Students of architecture will appreciate especially the chapter on the Jubilee called by Pope Sixtus IV in the year 1475. Because the Holy Land was controlled by the Mohammedans, Rome took deliberate means to become a substitute destination for pilgrims who longed to go to Jerusalem. The papacy appropriated for itself and at the same time confronted the potent symbolism of the Jewish High Priesthood and the glorious Temple of Solomon. The scholars of this book prove that it is by no mere coincidence that the dimensions of the Sistine Chapel are identical to the dimensions of Solomon’s Temple. An inscription found in the Chapel reads: “You, Sixtus IV, inferior to Solomon in wealth, but superior to him in religion and devotion, consecrated this immense temple.” In 1500 the Jubilee of Alexander VI embellished the Church of Santa Croce in Gerusalemme, reputedly built on the site of the Empress Helena’s palace, which contained the many relics of Christ’s Passion retrieved from her extraordinary archaeological expedition to the Holy Land in the fourth century. He also had a group of medieval and ancient buildings hurriedly demolished (including the fabled Meta Romuli, a sepulchral pyramid named after the founder of Rome) to create a traffic-friendly avenue that connected Castel Sant’Angelo with St. Peter’s Square. Running out of time, the pontiff was forced to mobilize pilgrims to help clear the rubble themselves! The conflict between the remains of antiquity and papal building programs continues to haunt the Jubilee Year, but today more conservationist minds prevail.
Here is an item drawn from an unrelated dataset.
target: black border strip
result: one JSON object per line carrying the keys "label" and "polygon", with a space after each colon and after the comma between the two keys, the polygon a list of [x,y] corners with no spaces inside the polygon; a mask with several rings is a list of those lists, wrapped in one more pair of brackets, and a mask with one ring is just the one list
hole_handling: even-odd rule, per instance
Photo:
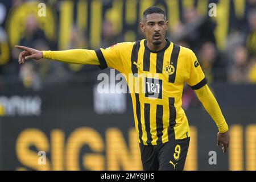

The art and illustrations of REJOICE! tend to favor painting and prints over architecture, but throughout the book the various art forms tend to complement each other rather than compete. How else might the authors have portrayed the developments made at the Basilica of Santa Maria Maggiore, the Piazza of St. Peter’s, and the Pantheon without utilizing the graphic work of Piranesi? Beautiful photographs record the current state of other Jubilee buildings: the Casinodel Belrespiro, the twin churches of the Piazza del Popolo, the sacristy of St. Peter’s, the Museo PioClementino, and the churches of Divina Sapienza and Maria Mediatrice in Rome. In comparison, a model for Richard Meier’s Church for the Jubilee of 2000 looks jarringly out of place. This modernist exclamation in the realm of classicism seems less a prediction for the future than a faint echo of masterpieces from the century past, most notably the Sydney Opera House. Yet it is the variety of artistic commissions recorded in REJOICE! Tying particular pontiffs with particular monuments, that reinforces in the reader’s mind the important role of patronage in the advancement of the arts, a noble activity that not only dazzles the eye, but feeds the soul.